Apolipoprotein (apo) A-I contents of serum HDL subpopulations in 292 subjects were determined by two-dimensional gel electrophoresis in conjunction with immunodection.
With the decrease of serum HDL-C levels, the apoA-I contents of pre beta1-HDL and HDL3b increased and were significantly higher (P<0.01; P<0.05) in the low HDL-C group than in the high HDL-C group. But on the contrary, with the decrease of serum HDL-C levels, the apoA-I contents of HDL2b and HDL2a decreased and were significantly lower (P<0.01) in the middle and low HDL-C groups than in the high HDL-C group. With the increase of serum LDL-C levels, the apoA-I contents of pre beta1-HDL, HDL3C and HDL3b increased; the apoA-I contents of pre beta1-HDL and HDL3b were significantly higher in the high LDL-C group (P<0.05) and very high LDL-C group (P<0.01), and those of HDL3C were also significantly higher in the very high LDL-C group (P<0.01). But on the contrary, with the increase of LDL-C levels, the apoA-I contents of HDL2b decreased and were significantly lower in the high LDL-C group (P<0.05) and very high LDL-C group (P<0.01) when compared with the apoA-I contents of the desirable LDL-C group.

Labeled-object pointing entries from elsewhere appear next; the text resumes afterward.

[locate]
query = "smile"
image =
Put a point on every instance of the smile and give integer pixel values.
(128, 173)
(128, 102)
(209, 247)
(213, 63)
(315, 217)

With the decrease of serum HDL-C levels or increase of serum LDL-C levels, the small-sized HDL increased and the large-sized HDL decreased; furthermore, the HDL-C levels were more closely related to the components of the large-sized HDL (HDL2a, HDL2b).
Sichuan da xue xue bao. Yi xue ban = Journal of Sichuan University. Medical science edition 02/2005; 36(1):24-7.